License: Apache License 2.0

Java 100.00%
plugin-engine plugins java annotation-processor annotations easy-to-use rapid-development dynamic simple service

easy-plugins's Introduction

Easy Plugins Build Status Maven Central

easy-plugins is a library that lets you easily develop using a seamless service based architecture in Java!

Example

To use easy plugins simply annotate an annotation that you write with @Service. @Service has three required values and one optional one. They are:

  1. value: This is the name of the service you are creating
  2. serviceInterface: This the Class object for the interface that each of your providers must implement. Abstract classes are also permitted.
  3. outputPackage: This is the output package for all the generated classes used to support your new services.
  4. (optional) serviceNameKey: This is the name of the field inside the annotation the @Service is annotating to look for the name of each service provider.

Here is an example usage:

import com.nlocketz.Service;

@Service(value = "AdderService",
	 serviceInterface = Adder.class,
	 outputPackage = "com.nlocketz.adders.generated")
public @interface AdderService {
	String value();
}

This example assumes that you have a class named Adder which easy-plugins will use to generate the service interface. Here is our interface:

public interface Adder {
	int add(int x, int y);
}

That is all you need to do to create a new service!

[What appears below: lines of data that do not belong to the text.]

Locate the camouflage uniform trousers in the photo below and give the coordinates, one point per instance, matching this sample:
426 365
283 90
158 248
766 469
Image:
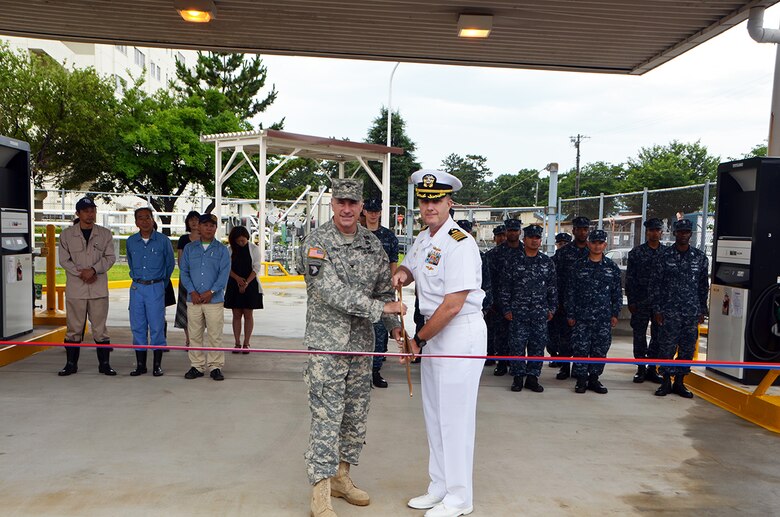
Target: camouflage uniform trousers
339 395
590 338
639 321
380 343
677 334
497 333
531 337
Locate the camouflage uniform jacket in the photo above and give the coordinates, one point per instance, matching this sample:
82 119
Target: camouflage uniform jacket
499 264
638 271
347 286
389 243
529 287
564 259
594 290
679 283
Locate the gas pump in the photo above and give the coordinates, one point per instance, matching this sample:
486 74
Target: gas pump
745 295
16 282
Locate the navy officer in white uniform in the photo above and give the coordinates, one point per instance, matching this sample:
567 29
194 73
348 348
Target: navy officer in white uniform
445 265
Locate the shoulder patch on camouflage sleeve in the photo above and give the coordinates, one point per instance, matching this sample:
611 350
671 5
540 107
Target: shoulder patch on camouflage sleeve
457 234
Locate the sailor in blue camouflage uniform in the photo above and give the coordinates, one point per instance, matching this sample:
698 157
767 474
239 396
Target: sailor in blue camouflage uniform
372 210
493 319
564 259
511 250
529 297
638 270
679 287
554 326
467 226
593 301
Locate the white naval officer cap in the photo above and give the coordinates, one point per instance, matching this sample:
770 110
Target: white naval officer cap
434 184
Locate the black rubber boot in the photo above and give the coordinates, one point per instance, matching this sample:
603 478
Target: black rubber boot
103 366
517 384
641 372
665 388
157 361
679 387
71 361
565 372
377 380
140 363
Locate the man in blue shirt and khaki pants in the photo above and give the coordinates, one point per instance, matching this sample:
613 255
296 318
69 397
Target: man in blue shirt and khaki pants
204 271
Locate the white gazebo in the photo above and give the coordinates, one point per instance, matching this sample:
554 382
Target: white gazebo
253 147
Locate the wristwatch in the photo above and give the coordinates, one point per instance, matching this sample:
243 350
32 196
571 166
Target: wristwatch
420 341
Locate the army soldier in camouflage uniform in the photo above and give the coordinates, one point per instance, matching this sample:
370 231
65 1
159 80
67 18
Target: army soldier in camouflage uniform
564 259
593 302
493 319
372 209
529 296
511 250
349 287
680 287
638 270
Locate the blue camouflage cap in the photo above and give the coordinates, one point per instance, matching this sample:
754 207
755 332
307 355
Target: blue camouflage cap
465 224
683 224
532 230
513 224
580 222
597 235
372 205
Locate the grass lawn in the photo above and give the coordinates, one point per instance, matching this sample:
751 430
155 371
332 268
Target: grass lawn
117 272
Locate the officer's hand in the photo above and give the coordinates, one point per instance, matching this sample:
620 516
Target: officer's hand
399 278
394 308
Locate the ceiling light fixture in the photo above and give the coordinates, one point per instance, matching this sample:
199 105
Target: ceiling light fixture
196 11
475 25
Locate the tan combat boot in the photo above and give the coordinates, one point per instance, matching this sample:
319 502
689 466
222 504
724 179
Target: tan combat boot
342 486
320 500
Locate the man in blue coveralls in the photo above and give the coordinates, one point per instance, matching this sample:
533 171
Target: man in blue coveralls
150 258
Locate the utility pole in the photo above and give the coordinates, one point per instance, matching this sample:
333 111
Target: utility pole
577 140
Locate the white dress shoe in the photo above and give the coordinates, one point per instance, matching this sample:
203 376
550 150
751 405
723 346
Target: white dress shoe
440 510
424 502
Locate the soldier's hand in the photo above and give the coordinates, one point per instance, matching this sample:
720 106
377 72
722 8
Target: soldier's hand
394 308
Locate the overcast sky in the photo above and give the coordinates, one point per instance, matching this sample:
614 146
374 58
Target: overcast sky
718 93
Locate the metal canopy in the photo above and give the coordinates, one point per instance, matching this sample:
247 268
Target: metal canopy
252 148
610 36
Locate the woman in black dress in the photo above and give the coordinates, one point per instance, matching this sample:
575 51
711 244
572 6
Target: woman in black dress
243 294
191 225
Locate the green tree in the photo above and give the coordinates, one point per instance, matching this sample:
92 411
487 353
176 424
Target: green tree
158 153
401 166
473 172
676 164
238 78
67 115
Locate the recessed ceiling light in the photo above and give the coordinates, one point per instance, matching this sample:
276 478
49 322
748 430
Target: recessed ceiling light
196 11
475 25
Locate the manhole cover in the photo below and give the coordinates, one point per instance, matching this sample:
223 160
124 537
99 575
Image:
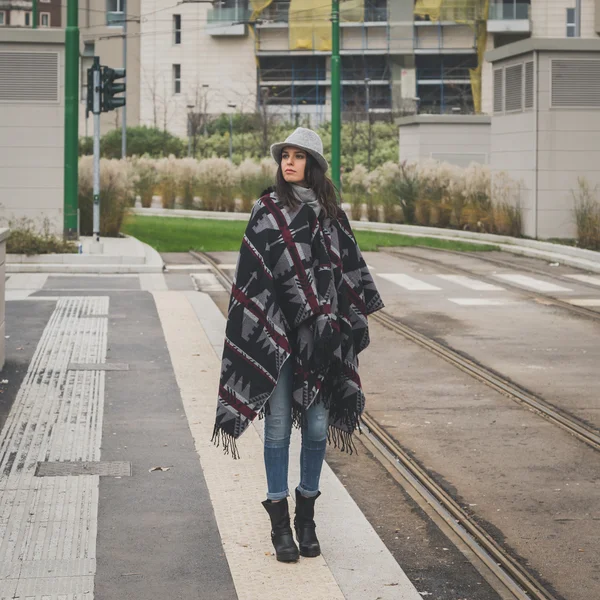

The problem now is you don't have any actual Adders to use, so let's make one.

@AdderService("AccurateAdder")
public class Adder1 implements Adder {
	@Override
	public int add(int x, int y) {
		return x+y;
	}
}

and another one.

@AdderService("InaccurateAdder")
public class Adder2 implements Adder {
	@Override
	public int add(int x, int y) {
		return x - y;
	}
}

Now you have a service with two providers named AccurateAdder, and InaccurateAdder.

To access them you use the class AdderServiceRegistry which has been generated as a result of annotating AdderService with @Service.

Here we use both to add two numbers:

Adder accurate = AdderServiceRegistry.getAdderServiceByName("AccurateAdder");
Adder inaccurate = AdderServiceRegistry.getAdderServiceByName("InaccurateAdder");
assertEquals(3, accurate.add(1, 2));
assertEquals(-1, inaccurate.add(1, 2));

AdderServiceRegistry also contains another static method called getAdderServiceByNameWithConfig which takes a name and an Object which it pass to your provider as a kind of configuration.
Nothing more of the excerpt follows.